Last month I met with a room full of managers, who lead voluntary organisations supporting older people living with cancer. My brief was to explore the potential benefits of one-page profiles for the volunteers. I think that the best way to learn about one-page profiles is to do your own, so that is what we did. Working in pairs, using the ‘FINK’ questions, people developed their own one-page profiles.

Back row, L-R: Naomi Karslake, Keri Harrison, Pat McCarthy, Ben Sansum, Phil Vining, Karen Pierce Front row, L-R: Janet Cullingford, Marie McWilliams, Juanita Williams, Helen Sanderson, Dave Bradshaw
How can one-page profiles be useful for volunteers? This is what we thought about together, here are the five potential benefits of using one-page profiles with volunteers:
1) Knowing what matters to the volunteer makes it easier to match them to the older person.

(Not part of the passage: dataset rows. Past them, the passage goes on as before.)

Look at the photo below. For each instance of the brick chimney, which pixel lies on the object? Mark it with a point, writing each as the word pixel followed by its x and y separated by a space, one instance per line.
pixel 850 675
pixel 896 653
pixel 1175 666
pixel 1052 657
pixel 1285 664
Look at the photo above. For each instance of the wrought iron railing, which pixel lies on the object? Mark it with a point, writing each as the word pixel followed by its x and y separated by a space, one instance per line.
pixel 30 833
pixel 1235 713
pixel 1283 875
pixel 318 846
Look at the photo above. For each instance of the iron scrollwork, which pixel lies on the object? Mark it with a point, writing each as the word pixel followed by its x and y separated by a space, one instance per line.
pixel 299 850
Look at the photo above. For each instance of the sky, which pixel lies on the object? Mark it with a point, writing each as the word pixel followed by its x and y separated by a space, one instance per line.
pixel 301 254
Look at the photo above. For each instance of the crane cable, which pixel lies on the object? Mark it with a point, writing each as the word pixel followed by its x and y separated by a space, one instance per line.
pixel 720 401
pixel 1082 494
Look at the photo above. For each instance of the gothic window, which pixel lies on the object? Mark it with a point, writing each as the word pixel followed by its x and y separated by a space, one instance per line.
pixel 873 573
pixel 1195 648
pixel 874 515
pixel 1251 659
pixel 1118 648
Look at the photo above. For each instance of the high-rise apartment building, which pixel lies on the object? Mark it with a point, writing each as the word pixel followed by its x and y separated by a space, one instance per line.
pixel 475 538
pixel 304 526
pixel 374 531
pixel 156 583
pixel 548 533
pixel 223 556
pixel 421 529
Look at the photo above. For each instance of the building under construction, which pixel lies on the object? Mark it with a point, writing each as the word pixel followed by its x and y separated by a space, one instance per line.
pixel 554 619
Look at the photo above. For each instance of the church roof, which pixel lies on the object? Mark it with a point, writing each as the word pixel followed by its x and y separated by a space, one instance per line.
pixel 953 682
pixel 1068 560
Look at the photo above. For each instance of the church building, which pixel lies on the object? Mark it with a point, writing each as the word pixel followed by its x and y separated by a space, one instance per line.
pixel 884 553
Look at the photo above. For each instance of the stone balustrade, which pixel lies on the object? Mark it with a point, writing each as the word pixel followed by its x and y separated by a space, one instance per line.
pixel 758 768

A one-page profile has a section describing what matters to the volunteer, what is important to them. You may learn about family and friends, hobbies, passions and interests. My friend Gill is passionate about football, and loves dogs. She has a fluffy cocker-poo. Gill would be great to match with someone who also loves sports and animals, and they would instantly something to talk about, to start their relationship.
2) It can help to build relationships quickly
Having shared interests and knowing more about the volunteer will make it easier for the older person experiencing cancer to develop a connection and a relationship. We joke that a one-page profile is like spending three nights in the pub with someone! The volunteers for this work with OPAAL will also have personal experience of cancer. Having a one-page profile demonstrates that they are more than their cancer experience, and they are not defined by it.
3) The manager knows how to support the volunteer
The last section of a one-page profile is how to support me as a volunteer. The Golden Rule – treat people as you would want to be treated – does not apply here. Yes, you want everyone to be treated with kindness and respect, but we also need to learn the very specific and individual ways that people want support.
If you want to contact me about something, the best way to do that is by email or text. If you want to contact my colleague Michelle, her preference would always be that you phoned her. We need to learn the best ways to communicate and support each others, and recognize difference. By treating volunteers in this individual way, they are are more likely to feel valued and supported and therefore stay longer.
4) It helps the volunteers connect with each other
We have just had two new people join our team. We work acorss the country, so our new interns, Ross and Heather, will mostly connect with other team members over the phone and by email. It can be hard to quickly build trusting relationships when people are not based together or sharing an office. We try and help by having a ‘meet the team’ book in our office, which has all of our one-page profiles in it. If volunteers had this information available about each other, even in they did not spend a lot of time actually in an office together, it helps people feel connected.
5) It helps the volunteer feel valued, as a person.
Taking time to talk and learn about what matters to the volunteer and how to support them well, will make new volunteers feel welcomed and valued.
The managers were concerned about the amount of time it could take to develop a one-page profile. So my next task, as part of the OPAAL work, is to map the ‘volunteer journey’ from hearing about the organization, right through to induction, and see how we can ‘grow’ a one-page profile naturally.
Whilst I was finishing this blog I had a tweet from one of the managers at Knowsley Pensioners Advocacy and Information Service, It said
“The introduction to one-page profiles went really well, got everyone talking and will be a work in progress as we go forward!”
We will share our work in progress as we go.